15 April 2021 #Employment
The Employment Appeals Tribunal (EAT) have confirmed that an employer did not discriminate against a male employee by paying enhanced adoption pay but not enhanced shared parental pay.
The employee alleged that this policy amounted to direct sex discrimination, as it would result in a male employee on Shared Parental Leave (SPL) receiving less pay than a female employee on statutory adoption leave (SAL).
In order to claim direct sex discrimination, an employee needs to show that, because of their sex, they have been treated less favourably than a comparator. This comparator can be a real or hypothetical person, but their circumstances cannot be materially different from those of the employee making the claim.

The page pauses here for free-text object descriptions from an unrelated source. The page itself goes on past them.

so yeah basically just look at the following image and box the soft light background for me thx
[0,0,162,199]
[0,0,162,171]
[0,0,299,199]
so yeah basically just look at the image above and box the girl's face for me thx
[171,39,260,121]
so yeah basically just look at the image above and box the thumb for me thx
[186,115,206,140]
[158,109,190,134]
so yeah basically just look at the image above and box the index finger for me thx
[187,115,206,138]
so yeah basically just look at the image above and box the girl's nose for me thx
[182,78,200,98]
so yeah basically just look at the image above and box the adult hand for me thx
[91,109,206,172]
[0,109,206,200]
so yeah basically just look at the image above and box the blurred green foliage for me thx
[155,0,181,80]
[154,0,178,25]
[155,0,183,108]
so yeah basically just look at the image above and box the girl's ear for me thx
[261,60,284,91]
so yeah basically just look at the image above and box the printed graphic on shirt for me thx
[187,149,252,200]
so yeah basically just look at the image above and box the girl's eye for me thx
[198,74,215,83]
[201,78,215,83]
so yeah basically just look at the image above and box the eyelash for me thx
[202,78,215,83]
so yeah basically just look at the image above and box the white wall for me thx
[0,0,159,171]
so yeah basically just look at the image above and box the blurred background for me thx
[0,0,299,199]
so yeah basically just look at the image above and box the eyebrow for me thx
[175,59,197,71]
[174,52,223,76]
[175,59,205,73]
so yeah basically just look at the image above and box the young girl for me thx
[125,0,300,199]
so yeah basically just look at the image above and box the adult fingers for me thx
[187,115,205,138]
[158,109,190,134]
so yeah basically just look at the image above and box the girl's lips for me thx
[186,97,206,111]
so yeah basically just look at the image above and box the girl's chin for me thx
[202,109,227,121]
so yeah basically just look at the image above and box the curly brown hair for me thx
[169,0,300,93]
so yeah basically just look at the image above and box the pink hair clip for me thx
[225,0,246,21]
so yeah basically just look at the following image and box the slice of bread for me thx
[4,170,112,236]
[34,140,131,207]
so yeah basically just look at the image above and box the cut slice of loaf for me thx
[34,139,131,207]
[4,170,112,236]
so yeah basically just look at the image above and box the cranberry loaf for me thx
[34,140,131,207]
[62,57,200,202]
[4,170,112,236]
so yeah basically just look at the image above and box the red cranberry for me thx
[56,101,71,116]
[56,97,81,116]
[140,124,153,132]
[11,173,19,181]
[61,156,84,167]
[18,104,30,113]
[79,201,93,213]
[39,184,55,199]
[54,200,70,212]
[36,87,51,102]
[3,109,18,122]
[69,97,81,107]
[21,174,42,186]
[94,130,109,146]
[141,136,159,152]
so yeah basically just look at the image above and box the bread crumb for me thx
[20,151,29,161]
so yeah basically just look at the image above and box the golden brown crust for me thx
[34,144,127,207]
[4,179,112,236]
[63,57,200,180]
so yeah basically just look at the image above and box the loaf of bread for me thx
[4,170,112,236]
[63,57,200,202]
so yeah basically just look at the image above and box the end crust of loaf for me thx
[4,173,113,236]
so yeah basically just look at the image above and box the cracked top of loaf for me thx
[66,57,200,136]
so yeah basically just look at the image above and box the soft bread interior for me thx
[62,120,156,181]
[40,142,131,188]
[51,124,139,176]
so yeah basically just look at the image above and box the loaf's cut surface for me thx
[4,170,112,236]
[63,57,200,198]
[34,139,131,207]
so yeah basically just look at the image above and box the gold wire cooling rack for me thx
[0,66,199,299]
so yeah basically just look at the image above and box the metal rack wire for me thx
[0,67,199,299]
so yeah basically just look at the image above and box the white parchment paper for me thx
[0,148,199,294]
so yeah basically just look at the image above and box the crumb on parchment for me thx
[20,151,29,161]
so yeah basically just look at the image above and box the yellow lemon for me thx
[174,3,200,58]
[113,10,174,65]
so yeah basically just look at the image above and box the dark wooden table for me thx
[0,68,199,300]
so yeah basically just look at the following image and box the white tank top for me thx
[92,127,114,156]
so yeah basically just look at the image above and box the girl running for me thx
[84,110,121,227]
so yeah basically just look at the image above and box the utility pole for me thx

In their judgment, the EAT held that a female employee on SAL was not an appropriate comparator for a male employee on SPL as their circumstances were materially different.
In reaching this conclusion, the EAT found the purpose of the two types of leave was very different. They found SPL was aimed at facilitating childcare and allowing parents greater flexibility in how they arrange this. In contrast, SAL allows the adoptive parents time to form a parental bond with the child and give them the opportunity to create and maintain a safe environment for the child.
The EAT also held the two types of leave operate differently. SAL is an immediate entitlement on placement of the child, can only be taken in one continuous block, and could begin before the child was placed. SPL by comparison can be taken in up to three blocks and has different rules regarding entitlement to the leave.
The correct comparator in this case was a female employee on SPL. They would have received the same pay as the male employee on SPL, meaning there was no difference in treatment and therefore no direct sex discrimination.
The case will do little to encourage the already low uptake of SPL (indeed, the employee in this case chose not to take SPL due to the difference in pay), but will provide clarification for employers that such a policy will not give rise to a discrimination claim.